Haras nationaux de Bretagne : une reconversion coûteuse et encore inaboutie

Depuis la cession par l’État en 2016 des haras nationaux de Lamballe (Côtes-d’Armor) et d’Hennebont (Morbihan), les collectivités locales bretonnes ont pris en main leur reconversion. Mais selon un rapport accablant de la Chambre régionale des comptes de Bretagne, cette transition reste inachevée et pèse lourdement sur les finances publiques.

Une reprise ambitieuse portée par les collectivités

Créés au XIXe siècle pour soutenir l’élevage équin, les deux haras ont été cédés à bas prix aux collectivités : 400 000 € pour Lamballe (valeur estimée à 4,4 M€), 750 000 € pour Hennebont (valeur estimée à 5,4 M€). Le tout dans un état de vétusté avancée, après des années de désengagement de l’Institut français du cheval et de l’équitation (IFCE).

Ce sont des syndicats mixtes, associant régions, départements, intercommunalités et communes, qui ont repris les rênes. Leur objectif : maintenir une activité équine tout en valorisant le patrimoine architectural exceptionnel.

Soutien à la filière équestre : des dérives financières

Si les haras hébergent aujourd’hui concours hippiques et professionnels du cheval, la Chambre pointe de sérieuses irrégularités : tarifs appliqués au cas par cas, rabais massifs et injustifiés (jusqu’à 80 % à Lamballe), absence de comptabilité analytique… Les syndicats mixtes ignorent les règles élémentaires encadrant les aides publiques et ne justifient pas l’intérêt général de ces subventions déguisées.

Les haras ont entamé une diversification culturelle et touristique. À Hennebont, Lorient Agglomération a investi 6 M€ dans un nouveau parcours muséographique et une halle pour spectacles équestres. Résultat : 53 000 visiteurs en 2023, soit plus du double de 2008.

À Lamballe, la création du musée Mathurin Méheut et l’essor des spectacles estivaux (« Les Jeudis du haras ») ont permis de doubler la fréquentation depuis 2016. Mais les ambitions initiales restent loin d’être atteintes : faute de moyens, un projet scénographique de 1,4 M€ est en suspens.

Malgré les investissements ciblés sur les entrées des sites, plus d’un tiers des bâtiments restent vacants ou sous-utilisés. À Hennebont, l’abbaye de la Joye (4 000 m²) attend toujours sa reconversion, et le projet de complexe hôtelier est au point mort. À Lamballe, plusieurs écuries pourraient faire l’objet d’un projet urbain ambitieux, mais aucune stratégie claire n’a émergé.
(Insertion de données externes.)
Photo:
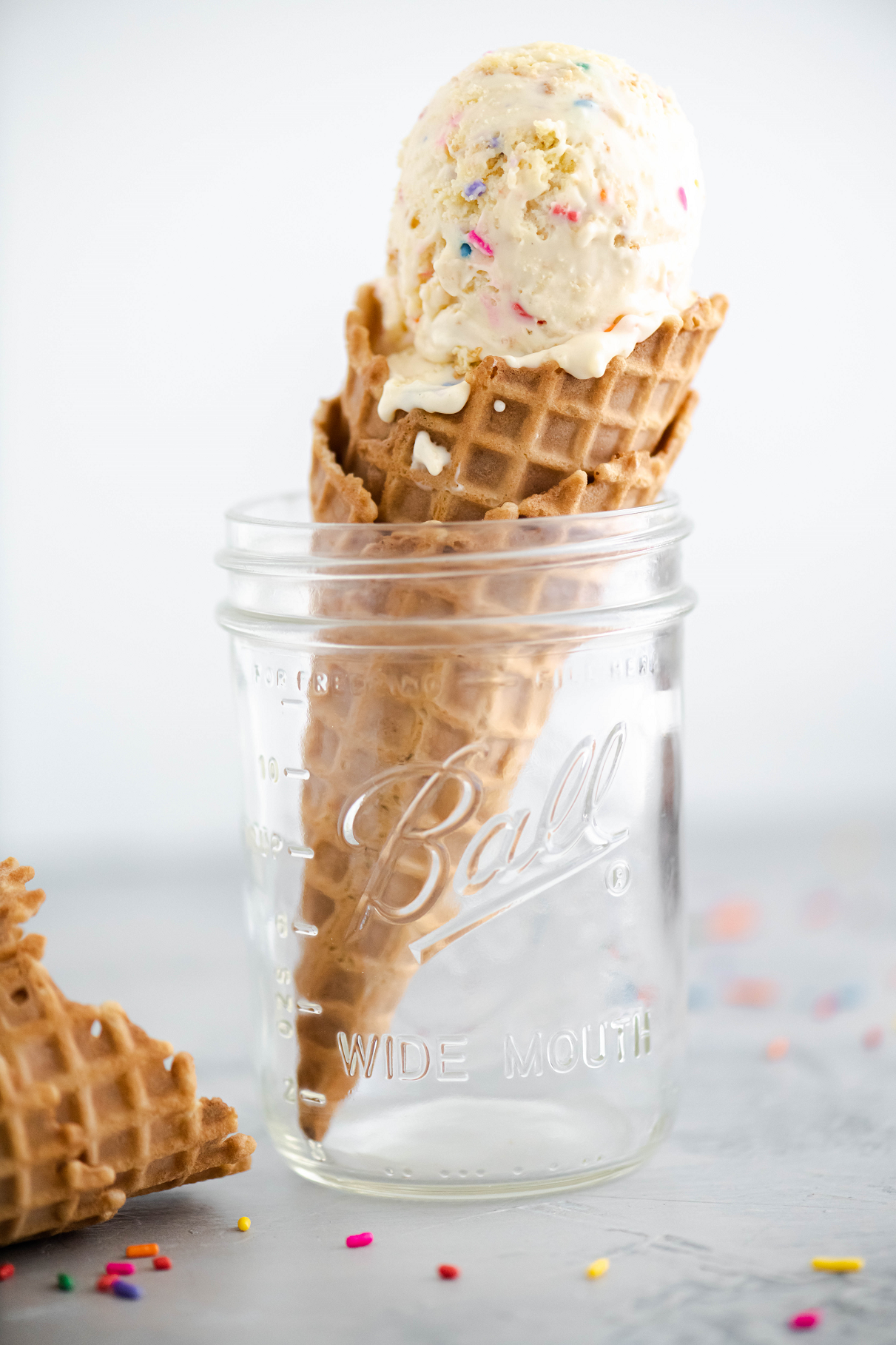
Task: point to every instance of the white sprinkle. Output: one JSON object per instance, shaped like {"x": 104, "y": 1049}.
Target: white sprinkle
{"x": 432, "y": 456}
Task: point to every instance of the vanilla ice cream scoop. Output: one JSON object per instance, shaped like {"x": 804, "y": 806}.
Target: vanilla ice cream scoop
{"x": 548, "y": 207}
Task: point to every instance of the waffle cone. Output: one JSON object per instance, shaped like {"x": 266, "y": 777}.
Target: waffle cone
{"x": 88, "y": 1121}
{"x": 562, "y": 447}
{"x": 618, "y": 429}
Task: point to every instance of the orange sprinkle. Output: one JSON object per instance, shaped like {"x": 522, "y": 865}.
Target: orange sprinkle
{"x": 731, "y": 920}
{"x": 751, "y": 993}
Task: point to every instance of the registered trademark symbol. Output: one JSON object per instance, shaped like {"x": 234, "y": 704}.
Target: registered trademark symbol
{"x": 618, "y": 877}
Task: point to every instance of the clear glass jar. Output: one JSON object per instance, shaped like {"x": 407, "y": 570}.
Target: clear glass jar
{"x": 460, "y": 749}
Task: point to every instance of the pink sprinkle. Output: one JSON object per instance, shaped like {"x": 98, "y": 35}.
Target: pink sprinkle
{"x": 805, "y": 1321}
{"x": 481, "y": 244}
{"x": 572, "y": 215}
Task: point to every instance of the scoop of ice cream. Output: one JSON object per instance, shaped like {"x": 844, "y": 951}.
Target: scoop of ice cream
{"x": 548, "y": 207}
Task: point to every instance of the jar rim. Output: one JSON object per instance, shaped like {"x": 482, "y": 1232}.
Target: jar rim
{"x": 271, "y": 536}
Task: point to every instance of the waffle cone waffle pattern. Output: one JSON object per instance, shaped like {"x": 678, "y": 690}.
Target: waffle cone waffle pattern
{"x": 407, "y": 716}
{"x": 560, "y": 447}
{"x": 89, "y": 1117}
{"x": 622, "y": 431}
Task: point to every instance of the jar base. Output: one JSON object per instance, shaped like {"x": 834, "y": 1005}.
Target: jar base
{"x": 320, "y": 1165}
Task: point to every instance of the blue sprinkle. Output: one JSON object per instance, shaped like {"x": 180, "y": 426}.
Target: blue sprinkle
{"x": 124, "y": 1289}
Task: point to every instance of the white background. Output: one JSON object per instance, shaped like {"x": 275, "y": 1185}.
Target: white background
{"x": 190, "y": 194}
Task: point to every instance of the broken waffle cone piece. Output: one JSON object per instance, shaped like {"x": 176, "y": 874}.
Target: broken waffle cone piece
{"x": 615, "y": 428}
{"x": 89, "y": 1114}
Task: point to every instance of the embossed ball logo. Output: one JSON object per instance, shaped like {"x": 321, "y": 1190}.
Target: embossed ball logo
{"x": 511, "y": 857}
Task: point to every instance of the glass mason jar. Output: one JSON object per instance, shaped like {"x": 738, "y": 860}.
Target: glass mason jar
{"x": 460, "y": 757}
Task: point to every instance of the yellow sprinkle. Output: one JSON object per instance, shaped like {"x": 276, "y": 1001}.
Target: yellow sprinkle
{"x": 838, "y": 1264}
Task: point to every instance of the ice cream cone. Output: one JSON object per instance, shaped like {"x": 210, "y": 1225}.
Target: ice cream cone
{"x": 525, "y": 432}
{"x": 89, "y": 1114}
{"x": 414, "y": 720}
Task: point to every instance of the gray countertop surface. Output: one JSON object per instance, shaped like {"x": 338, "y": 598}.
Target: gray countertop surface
{"x": 771, "y": 1161}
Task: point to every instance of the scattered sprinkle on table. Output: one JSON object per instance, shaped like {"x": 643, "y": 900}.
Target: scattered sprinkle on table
{"x": 838, "y": 1264}
{"x": 805, "y": 1321}
{"x": 126, "y": 1289}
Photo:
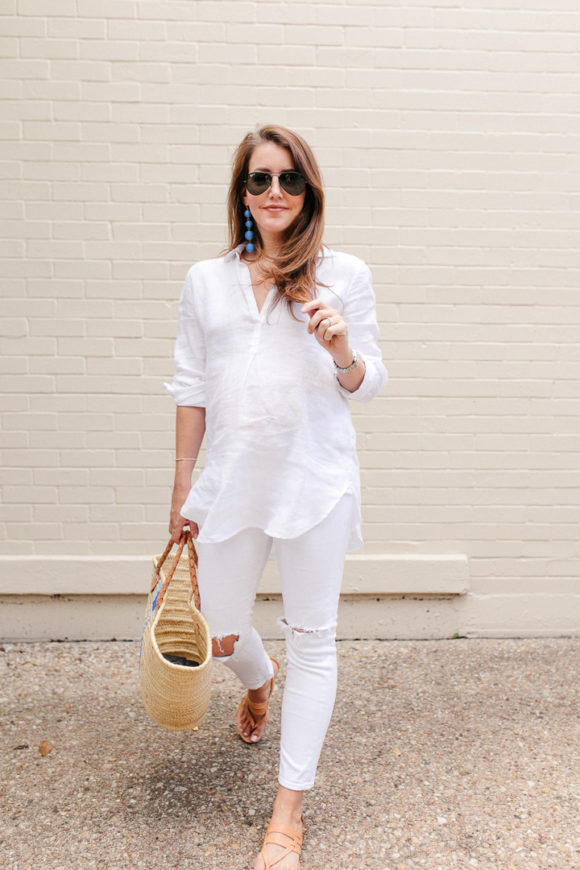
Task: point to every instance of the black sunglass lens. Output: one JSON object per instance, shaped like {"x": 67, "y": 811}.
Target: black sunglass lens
{"x": 292, "y": 182}
{"x": 258, "y": 182}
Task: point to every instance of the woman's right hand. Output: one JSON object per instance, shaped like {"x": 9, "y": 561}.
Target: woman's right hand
{"x": 176, "y": 521}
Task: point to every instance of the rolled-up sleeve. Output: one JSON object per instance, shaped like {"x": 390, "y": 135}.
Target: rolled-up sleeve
{"x": 188, "y": 385}
{"x": 360, "y": 317}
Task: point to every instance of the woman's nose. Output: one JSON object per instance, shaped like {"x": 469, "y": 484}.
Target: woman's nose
{"x": 275, "y": 186}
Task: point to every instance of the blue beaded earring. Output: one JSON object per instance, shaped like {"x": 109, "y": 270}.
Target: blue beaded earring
{"x": 249, "y": 235}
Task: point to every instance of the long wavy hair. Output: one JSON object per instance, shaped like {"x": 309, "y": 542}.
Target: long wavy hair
{"x": 294, "y": 270}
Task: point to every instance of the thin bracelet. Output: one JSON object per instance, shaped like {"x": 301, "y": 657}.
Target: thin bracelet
{"x": 354, "y": 363}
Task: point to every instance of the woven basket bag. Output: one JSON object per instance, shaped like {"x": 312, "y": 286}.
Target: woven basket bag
{"x": 176, "y": 696}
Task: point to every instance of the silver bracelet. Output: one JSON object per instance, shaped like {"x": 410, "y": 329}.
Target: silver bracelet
{"x": 354, "y": 363}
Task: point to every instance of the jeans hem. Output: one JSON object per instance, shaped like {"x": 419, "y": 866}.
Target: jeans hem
{"x": 295, "y": 786}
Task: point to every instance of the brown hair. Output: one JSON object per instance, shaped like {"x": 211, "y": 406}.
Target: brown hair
{"x": 294, "y": 272}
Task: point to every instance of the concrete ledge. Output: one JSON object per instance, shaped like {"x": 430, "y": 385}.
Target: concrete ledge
{"x": 374, "y": 574}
Un modèle économique à revoir d’urgence

Entre 2017 et 2023, la gestion des deux haras a coûté plus de 27 M€, financés à 75 % par des fonds publics. Les recettes d’exploitation ne couvrent qu’une faible part des charges. La Cour recommande donc une nouvelle gouvernance, avec les intercommunalités comme cheffes de file, et la définition de projets stratégiques crédibles, accompagnés de schémas directeurs et d’un programme pluriannuel d’investissements.

La Chambre n’écarte pas la piste d’une cession partielle de certains bâtiments à des acteurs privés, dès lors que cela n’entrave pas l’activité équestre ni la protection du patrimoine. À Hennebont, cela pourrait rapporter jusqu’à un million d’euros. La commune est aussi invitée à reconsidérer ses exigences trop rigides sur la propriété de l’abbaye de la Joye.

Huit ans après leur rachat, les haras nationaux bretons restent dans un entre-deux incertain. Le contribuable finance largement des structures au modèle économique fragile, où cohabitent ambitions culturelles, soutien à une filière équestre mal structurée, et patrimoine en friche. Il est urgent que les collectivités sortent de la logique de transition pour entrer pleinement dans celle de la reconversion.